Corona: Brancheninfo 24
In Bayern gibt’s jetzt sowas wie ein bedingungsloses Mini-Grundeinkommen auf Zeit für Künsterler*innen in der Corona-Krise. Nach Baden-Württemberg das zweite Bundesland, das auf die Notrufe gehört hat. Und auch Zeitungen und Fernsehen beschäftigten sich heute ausführlich mit den besonderen Problemen der Branche und ihrer Filmschaffenden. Nur die Kulturstaatsministerin hält Hartz IV immer noch für eine gute Alternative. Wir danken Ihnen für Ihre Informationen, Ergänzungen und Korrekturen, Fragen und Kommentare.
Morgen hätte es losgehen sollen, doch aus aktuellem Anlass wird der zweite Kongress zur „Zukunft Deutscher Film“ frühestens im Herbst stattfinden. „Perspektiven der deutschen Film- und Kinokultur“ sollen trotzdem diskutiert werden: Gestern startete das Lichter Filmfest seinen Podcast zum Kongress – und fragte uns. „Der Deutsche Film – schon wieder in der Krise und diesmal richtig!“ heißt die erste Folge. Jenni Zylka sprach mit Oliver Zenglein, Geschäftsführer von Crew United, und Peter Hartig, Herausgeber von „cinearte“.

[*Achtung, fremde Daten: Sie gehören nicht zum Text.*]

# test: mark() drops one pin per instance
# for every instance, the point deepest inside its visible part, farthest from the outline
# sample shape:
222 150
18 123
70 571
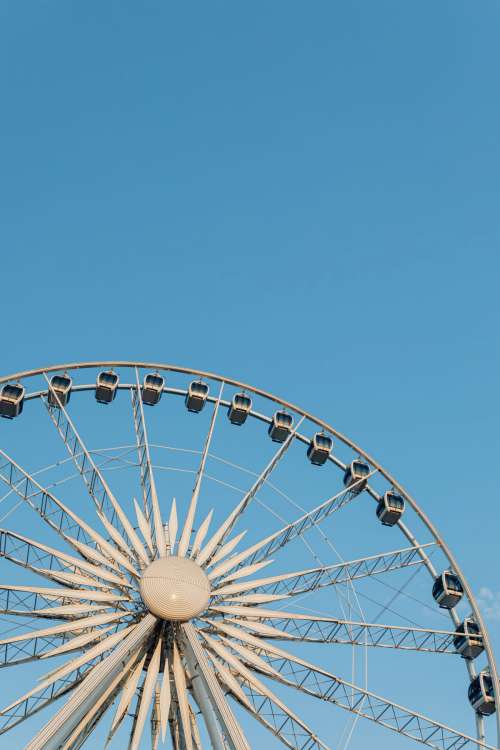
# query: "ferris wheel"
191 562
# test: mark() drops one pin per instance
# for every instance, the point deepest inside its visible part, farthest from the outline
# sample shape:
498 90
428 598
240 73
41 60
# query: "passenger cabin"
468 639
355 476
447 590
239 409
152 388
60 386
280 427
106 385
11 400
196 396
319 449
390 508
481 695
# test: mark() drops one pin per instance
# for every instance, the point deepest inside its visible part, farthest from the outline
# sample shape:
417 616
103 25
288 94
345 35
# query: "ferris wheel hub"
175 588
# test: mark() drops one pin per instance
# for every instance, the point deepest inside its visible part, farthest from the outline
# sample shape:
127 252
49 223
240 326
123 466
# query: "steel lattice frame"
236 647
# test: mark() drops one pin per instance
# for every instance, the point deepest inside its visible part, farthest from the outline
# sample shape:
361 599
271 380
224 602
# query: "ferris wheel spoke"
195 732
99 707
146 696
43 554
23 709
48 642
308 678
220 536
199 667
182 696
97 487
155 719
148 484
281 625
129 688
292 584
132 640
49 563
57 515
260 701
24 600
266 547
67 670
191 514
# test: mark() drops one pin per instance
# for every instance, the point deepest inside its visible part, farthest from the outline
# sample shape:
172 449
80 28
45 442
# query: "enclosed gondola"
447 590
11 400
280 427
481 694
390 508
196 396
239 409
152 388
468 639
60 390
319 449
106 385
356 476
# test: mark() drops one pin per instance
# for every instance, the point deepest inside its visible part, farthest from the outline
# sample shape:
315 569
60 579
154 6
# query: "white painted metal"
188 526
243 631
175 588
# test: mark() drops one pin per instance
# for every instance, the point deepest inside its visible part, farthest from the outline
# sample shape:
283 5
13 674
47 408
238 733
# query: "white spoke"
199 665
270 544
57 515
201 534
147 694
292 584
127 695
180 689
188 526
308 628
150 496
315 681
144 527
50 563
173 525
21 599
227 548
98 708
225 529
67 627
155 720
293 732
64 722
165 697
98 489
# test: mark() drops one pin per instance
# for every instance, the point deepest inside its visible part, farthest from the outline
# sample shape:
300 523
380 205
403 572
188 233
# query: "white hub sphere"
175 588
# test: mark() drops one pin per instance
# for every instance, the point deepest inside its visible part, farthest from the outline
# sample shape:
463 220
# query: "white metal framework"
177 620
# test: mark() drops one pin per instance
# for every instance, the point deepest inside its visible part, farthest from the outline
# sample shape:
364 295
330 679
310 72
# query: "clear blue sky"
301 195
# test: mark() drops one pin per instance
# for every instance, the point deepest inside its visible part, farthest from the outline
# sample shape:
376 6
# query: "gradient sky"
304 196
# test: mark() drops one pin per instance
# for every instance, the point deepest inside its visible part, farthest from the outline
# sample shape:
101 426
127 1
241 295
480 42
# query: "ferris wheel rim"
165 367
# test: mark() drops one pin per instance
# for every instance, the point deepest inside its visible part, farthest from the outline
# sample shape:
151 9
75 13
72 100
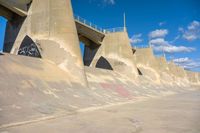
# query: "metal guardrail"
97 28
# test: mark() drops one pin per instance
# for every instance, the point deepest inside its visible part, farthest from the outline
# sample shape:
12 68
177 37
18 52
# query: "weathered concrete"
54 85
50 24
116 49
19 7
85 31
192 76
174 114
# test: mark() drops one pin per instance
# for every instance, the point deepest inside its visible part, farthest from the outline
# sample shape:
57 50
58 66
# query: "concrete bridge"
58 81
103 48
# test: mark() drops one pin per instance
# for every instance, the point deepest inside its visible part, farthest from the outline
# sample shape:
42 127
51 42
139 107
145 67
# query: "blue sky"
172 26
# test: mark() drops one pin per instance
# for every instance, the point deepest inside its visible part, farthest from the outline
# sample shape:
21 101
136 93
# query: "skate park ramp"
29 93
56 85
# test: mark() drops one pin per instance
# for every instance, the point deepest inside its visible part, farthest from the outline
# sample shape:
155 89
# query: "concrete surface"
174 114
54 92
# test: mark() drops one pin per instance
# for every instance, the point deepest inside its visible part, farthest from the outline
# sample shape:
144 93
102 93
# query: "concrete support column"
50 24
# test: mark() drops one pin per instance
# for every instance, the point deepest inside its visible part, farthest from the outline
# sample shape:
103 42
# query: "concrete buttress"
50 25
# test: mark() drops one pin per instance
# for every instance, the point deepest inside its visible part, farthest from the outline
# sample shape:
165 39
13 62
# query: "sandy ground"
173 114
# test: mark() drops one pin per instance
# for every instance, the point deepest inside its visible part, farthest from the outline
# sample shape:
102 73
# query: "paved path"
173 114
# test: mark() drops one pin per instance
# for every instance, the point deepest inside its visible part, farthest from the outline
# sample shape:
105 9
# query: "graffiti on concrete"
29 48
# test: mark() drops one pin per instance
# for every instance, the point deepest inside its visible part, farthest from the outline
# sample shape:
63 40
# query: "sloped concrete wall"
50 24
117 50
192 76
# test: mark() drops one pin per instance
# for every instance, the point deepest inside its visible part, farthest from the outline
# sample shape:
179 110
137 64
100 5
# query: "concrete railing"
97 28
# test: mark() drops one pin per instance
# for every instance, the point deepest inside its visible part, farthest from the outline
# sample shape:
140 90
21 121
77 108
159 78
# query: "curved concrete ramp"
32 88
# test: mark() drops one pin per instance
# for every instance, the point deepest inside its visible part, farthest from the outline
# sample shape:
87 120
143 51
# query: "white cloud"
182 60
136 39
187 63
112 2
192 32
162 23
158 33
160 44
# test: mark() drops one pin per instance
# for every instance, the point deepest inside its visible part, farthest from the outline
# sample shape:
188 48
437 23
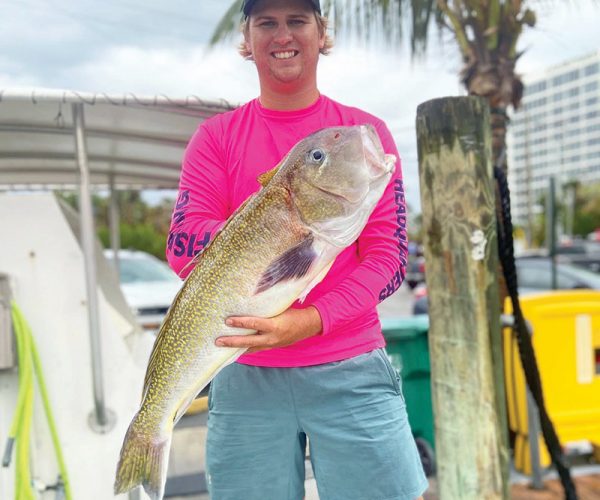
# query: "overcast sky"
159 47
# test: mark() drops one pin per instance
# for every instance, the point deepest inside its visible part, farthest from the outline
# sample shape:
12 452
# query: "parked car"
579 253
534 274
148 284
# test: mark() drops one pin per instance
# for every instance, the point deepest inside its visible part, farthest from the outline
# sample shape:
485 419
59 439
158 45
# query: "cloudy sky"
159 47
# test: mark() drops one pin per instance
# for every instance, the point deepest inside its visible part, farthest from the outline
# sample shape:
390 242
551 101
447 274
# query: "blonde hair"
322 23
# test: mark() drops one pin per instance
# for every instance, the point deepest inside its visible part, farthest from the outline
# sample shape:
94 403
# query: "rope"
528 360
20 431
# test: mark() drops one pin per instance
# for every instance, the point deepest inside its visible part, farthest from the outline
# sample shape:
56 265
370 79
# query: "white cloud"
69 47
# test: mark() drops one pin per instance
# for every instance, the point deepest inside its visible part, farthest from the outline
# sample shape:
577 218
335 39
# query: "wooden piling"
459 227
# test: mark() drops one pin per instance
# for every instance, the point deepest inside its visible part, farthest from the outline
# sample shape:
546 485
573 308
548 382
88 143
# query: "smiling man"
319 370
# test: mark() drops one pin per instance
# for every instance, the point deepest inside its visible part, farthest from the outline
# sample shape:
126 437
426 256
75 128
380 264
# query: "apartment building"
555 132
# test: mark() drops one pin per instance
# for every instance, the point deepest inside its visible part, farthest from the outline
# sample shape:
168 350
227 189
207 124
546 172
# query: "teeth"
284 55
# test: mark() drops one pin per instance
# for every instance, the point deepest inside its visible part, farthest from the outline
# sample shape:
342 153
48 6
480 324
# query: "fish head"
337 176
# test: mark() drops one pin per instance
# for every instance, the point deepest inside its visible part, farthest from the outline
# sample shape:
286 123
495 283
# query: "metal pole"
533 427
101 420
114 216
551 228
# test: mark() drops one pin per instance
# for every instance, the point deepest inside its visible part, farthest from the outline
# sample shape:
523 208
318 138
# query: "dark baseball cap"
249 4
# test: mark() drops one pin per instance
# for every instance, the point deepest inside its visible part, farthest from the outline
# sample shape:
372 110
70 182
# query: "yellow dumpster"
566 340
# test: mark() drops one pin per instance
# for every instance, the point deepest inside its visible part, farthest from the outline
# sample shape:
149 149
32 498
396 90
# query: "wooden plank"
459 226
588 488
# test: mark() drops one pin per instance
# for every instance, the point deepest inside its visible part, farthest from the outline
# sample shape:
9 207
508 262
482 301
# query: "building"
555 132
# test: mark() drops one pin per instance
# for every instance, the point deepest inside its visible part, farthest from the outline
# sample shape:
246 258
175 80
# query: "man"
318 370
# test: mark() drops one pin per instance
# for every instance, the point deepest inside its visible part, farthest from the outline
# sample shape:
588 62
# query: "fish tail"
143 461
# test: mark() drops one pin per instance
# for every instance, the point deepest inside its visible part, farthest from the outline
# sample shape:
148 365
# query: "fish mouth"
347 198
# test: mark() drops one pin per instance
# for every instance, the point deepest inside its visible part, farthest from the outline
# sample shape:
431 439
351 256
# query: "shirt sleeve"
202 205
382 249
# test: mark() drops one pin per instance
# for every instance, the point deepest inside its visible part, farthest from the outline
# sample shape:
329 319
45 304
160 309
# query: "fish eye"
316 155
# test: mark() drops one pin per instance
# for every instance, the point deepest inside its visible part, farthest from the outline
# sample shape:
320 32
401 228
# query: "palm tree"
486 33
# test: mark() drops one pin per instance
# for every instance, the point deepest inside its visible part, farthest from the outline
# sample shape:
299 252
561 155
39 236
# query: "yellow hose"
20 431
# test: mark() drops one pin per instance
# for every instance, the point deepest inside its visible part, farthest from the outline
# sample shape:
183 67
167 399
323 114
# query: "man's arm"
202 205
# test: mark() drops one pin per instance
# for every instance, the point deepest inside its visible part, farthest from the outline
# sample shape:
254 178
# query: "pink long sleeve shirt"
220 168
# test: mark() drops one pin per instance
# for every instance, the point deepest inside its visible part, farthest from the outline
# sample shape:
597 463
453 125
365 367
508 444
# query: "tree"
142 227
486 33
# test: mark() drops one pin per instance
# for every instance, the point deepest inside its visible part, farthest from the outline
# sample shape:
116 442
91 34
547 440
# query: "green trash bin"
408 350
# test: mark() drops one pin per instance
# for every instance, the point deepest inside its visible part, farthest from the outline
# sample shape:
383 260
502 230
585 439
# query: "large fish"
273 250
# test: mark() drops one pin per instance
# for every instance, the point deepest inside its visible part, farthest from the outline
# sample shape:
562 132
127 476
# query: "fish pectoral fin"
293 264
315 282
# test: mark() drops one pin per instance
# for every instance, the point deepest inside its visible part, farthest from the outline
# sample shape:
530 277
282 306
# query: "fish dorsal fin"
293 264
266 177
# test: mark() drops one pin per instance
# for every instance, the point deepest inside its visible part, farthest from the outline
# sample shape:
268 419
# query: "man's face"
284 39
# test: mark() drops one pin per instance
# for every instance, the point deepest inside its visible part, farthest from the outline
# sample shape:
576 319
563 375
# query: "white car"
148 284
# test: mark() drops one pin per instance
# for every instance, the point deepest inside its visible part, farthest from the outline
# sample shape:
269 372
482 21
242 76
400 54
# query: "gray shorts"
352 412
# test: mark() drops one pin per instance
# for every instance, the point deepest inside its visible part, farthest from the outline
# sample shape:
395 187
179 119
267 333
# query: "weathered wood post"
459 226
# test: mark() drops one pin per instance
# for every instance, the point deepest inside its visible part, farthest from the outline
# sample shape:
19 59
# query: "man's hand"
287 328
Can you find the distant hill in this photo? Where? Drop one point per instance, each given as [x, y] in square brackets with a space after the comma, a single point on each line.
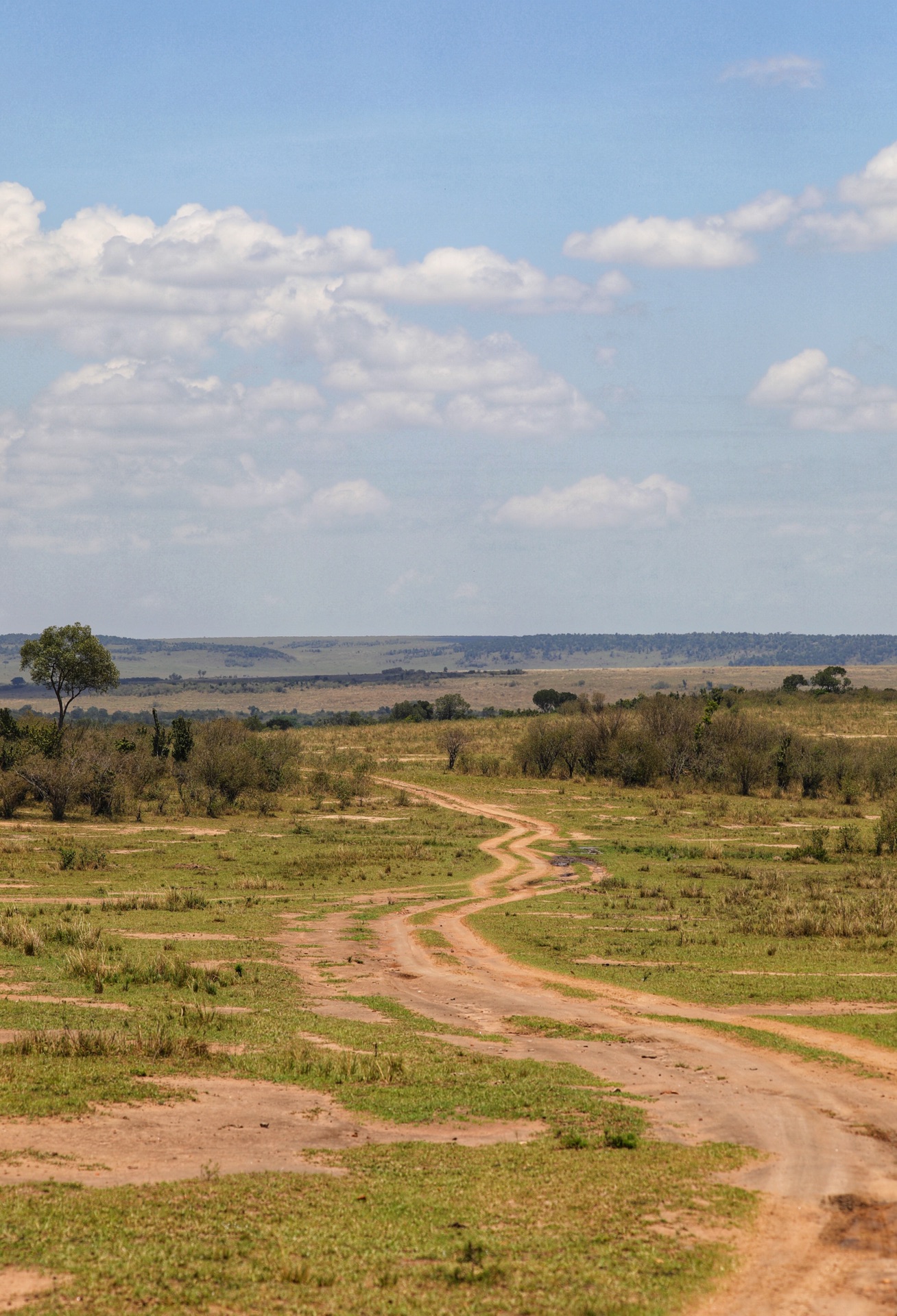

Ein letztes Mal drängeln wir noch: Heute nacht schließt unsere Kurzumfrage zu den Auswirkungen der Corona-Maßnahmen auf die Filmschaffenden. Jede Antwort ist wichtig.
Auch Bayern greift jetzt zur praktischen Lösung und zahlt Künstler*innen in der Corona-Krise 1.000 Euro pro Monat, und zwar drei Monate lang. Das verkündete Ministerpräsident Markus Söder heute in seiner zweiten Regierungserklärung zur Pandemie im Landtag. Unterstützt werden seiner Formulierung zufolge aber ausschließlich die rund 30.000 Künstler, „die auch in der Künstlersozialkasse organisiert“ seien.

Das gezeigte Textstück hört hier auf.